"AK Parti, yargıyı ele geçirmek istiyor" diyenler var. Bence ele geçirmekten ziyade, Yüksek Yargı'nın imtiyazlı konumunu kırıp, vesayet düzenini ortadan kaldırmaya çabalıyor.
Hâkimler ve Savcılar Yüksek Kurulu'na (HSYK) belirli bir zihniyetin hâkim olmasının sebebi, 28 Şubat süreci ve o dönemde Çankaya'ya çıkan Demirel ile Ahmet Necdet Sezer. Tabii öncesinden gelen bir birikim de var. HSYK üyeleri, Danıştay ve Yargıtay'ın gösterdiği adaylar arasından, cumhurbaşkanı tarafından seçiliyor ve HSYK'ya, sadece Danıştay ve Yargıtay bünyesinden aday gösterilebiliyor. Bu kapalı yapının kırılması herkesin menfaatine. Zira Abdullah Gül, 7 yıl işbaşında kalsa, bir bakarsınız, bu süre zarfında, HSYK, AK Partilileşivermiş (YÖK örneğini hatırlayınız).
1961 Anayasası'ndaki formüle dönülebilir. HSYK üyelerini, kısmen parlamento seçsin (3'te 2 çoğunluk şartı getirilirse, uzlaşma arama mecburiyeti doğacaktır). Geri kalanını cumhurbaşkanı, Danıştay, Yargıtay ve mevcut 12 bin hâkim ve savcı, birinci sınıf hâkim ve savcılar arasından seçsin (Sadece Danıştay ve Yargıtay üyeleri arasından değil). Deneyimli hukukçulara da, HSYK üyesi olma yolu açılsın.
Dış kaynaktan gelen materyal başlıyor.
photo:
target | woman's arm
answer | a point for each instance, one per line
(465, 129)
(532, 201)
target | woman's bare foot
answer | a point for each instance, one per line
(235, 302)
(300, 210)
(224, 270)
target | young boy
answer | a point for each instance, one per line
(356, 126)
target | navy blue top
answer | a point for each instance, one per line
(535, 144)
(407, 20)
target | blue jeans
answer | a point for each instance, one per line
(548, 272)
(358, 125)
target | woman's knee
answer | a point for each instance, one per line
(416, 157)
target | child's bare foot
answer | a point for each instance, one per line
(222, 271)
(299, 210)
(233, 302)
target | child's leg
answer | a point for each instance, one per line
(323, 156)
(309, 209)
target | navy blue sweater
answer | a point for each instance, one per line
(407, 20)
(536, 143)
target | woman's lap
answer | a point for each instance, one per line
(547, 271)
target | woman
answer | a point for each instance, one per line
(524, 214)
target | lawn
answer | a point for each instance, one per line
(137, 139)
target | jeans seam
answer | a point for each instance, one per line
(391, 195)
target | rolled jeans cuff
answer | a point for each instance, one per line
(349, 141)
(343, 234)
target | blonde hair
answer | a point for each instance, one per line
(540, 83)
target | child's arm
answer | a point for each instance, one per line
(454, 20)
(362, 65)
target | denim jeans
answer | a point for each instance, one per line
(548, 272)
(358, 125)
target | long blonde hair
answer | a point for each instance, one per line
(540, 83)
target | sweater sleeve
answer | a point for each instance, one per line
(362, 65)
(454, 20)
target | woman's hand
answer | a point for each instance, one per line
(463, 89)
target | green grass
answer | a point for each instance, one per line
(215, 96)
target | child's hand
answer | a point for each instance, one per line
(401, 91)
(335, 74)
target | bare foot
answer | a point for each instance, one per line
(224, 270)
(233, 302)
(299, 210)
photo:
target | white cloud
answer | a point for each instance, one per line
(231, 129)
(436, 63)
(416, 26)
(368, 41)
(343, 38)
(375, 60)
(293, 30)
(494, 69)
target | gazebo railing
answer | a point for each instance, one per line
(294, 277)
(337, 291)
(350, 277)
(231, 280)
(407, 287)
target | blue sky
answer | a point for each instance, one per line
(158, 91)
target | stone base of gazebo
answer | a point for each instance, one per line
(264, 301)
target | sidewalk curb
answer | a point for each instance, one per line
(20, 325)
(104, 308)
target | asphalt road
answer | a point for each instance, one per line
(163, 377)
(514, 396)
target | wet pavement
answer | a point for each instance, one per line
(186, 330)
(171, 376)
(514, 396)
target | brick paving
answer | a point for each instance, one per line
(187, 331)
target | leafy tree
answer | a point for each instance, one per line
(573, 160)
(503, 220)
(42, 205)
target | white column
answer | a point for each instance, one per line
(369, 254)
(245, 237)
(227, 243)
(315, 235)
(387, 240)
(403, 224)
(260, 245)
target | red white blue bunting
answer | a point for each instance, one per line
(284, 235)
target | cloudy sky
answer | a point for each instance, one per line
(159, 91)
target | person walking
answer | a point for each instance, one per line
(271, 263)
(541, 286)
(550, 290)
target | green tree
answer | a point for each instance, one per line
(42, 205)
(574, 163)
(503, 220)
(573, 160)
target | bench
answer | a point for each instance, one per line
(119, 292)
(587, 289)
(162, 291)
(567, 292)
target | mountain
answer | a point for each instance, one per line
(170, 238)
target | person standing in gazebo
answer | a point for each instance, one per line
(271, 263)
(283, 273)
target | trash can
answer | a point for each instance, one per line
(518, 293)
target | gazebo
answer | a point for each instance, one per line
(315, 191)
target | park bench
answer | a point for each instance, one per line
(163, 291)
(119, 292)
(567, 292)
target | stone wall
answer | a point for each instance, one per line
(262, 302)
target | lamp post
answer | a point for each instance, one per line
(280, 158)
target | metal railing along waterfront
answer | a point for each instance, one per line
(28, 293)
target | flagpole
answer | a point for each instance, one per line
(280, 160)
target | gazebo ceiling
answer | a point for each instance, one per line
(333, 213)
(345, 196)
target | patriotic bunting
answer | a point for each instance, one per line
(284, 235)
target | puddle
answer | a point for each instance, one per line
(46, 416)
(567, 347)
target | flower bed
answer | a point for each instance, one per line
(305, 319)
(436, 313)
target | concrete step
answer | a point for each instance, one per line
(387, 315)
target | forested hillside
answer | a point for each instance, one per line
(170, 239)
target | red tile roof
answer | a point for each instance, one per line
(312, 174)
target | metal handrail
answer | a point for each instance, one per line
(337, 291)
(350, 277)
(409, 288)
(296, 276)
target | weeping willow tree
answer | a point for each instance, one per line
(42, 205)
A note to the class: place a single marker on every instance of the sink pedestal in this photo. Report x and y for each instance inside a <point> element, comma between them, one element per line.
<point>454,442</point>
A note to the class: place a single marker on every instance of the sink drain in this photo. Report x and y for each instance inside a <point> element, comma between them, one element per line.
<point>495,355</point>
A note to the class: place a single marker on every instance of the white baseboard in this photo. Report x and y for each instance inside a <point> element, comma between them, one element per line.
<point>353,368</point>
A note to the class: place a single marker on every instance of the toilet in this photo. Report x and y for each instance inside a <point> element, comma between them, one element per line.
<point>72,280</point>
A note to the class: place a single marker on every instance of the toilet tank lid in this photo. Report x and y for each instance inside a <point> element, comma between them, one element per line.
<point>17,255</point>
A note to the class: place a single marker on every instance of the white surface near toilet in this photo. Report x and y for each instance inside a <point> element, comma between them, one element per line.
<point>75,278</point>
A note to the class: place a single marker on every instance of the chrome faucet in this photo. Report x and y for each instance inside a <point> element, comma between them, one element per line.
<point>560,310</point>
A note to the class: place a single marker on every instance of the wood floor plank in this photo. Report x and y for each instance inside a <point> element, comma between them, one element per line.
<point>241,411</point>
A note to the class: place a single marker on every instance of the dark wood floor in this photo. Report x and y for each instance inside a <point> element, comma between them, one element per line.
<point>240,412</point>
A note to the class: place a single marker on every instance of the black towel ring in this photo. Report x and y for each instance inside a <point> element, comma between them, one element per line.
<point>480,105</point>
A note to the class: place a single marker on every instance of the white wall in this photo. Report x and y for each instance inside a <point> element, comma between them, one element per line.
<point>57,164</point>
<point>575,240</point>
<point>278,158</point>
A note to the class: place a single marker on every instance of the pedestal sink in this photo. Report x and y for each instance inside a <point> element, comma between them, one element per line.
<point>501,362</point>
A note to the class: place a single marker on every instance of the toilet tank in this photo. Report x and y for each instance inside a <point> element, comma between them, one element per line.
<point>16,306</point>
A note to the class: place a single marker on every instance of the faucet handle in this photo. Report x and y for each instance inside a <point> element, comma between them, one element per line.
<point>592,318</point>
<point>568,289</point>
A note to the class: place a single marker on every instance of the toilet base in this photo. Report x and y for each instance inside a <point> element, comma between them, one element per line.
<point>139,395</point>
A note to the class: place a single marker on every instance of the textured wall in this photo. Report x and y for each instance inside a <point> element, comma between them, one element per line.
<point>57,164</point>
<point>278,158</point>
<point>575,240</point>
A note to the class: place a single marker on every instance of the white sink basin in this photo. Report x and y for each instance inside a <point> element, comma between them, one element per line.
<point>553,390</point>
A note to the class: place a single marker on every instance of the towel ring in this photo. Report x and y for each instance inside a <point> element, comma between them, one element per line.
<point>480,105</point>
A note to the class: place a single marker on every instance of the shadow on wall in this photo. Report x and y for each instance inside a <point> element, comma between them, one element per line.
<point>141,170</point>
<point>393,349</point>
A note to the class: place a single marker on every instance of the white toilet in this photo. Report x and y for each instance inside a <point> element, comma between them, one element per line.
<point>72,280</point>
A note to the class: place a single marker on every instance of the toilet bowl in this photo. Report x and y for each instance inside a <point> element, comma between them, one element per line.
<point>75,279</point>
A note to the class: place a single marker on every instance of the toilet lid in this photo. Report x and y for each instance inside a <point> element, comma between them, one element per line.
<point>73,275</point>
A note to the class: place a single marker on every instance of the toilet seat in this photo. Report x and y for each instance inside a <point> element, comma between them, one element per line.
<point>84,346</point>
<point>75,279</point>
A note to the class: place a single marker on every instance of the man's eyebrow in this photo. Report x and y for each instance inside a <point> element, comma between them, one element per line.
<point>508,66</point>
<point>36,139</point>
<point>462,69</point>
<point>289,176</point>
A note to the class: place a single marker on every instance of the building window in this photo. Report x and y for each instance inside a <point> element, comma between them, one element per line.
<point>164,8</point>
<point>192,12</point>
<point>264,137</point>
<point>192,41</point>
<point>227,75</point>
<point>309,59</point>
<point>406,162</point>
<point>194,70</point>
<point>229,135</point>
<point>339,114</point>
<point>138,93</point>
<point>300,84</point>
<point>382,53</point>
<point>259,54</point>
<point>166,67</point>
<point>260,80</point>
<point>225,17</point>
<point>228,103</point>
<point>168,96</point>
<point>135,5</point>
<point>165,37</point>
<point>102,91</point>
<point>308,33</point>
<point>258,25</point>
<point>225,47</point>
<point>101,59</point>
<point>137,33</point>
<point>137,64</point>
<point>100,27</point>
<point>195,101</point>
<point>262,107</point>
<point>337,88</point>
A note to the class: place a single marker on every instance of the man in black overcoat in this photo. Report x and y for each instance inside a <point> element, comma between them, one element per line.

AK Parti, itiraz edilen bir hususta geri adım atmalı. HSYK'nın yapısı değiştirilirken, Adalet Bakanı'nın Kurul'a başkanlık yapması da engellenmeli. Yargı reformunda, Teftiş Heyeti'nin ve Ceza İşleri Genel Kurulu'nun, Adalet Bakanlığı'ndan alınıp, HSYK'ya bağlanması da öngörülüyor. Böyle bir yapı kurulursa, "AK Parti yargıyı ele geçirmek istiyor" iddiaları havada kalacaktır.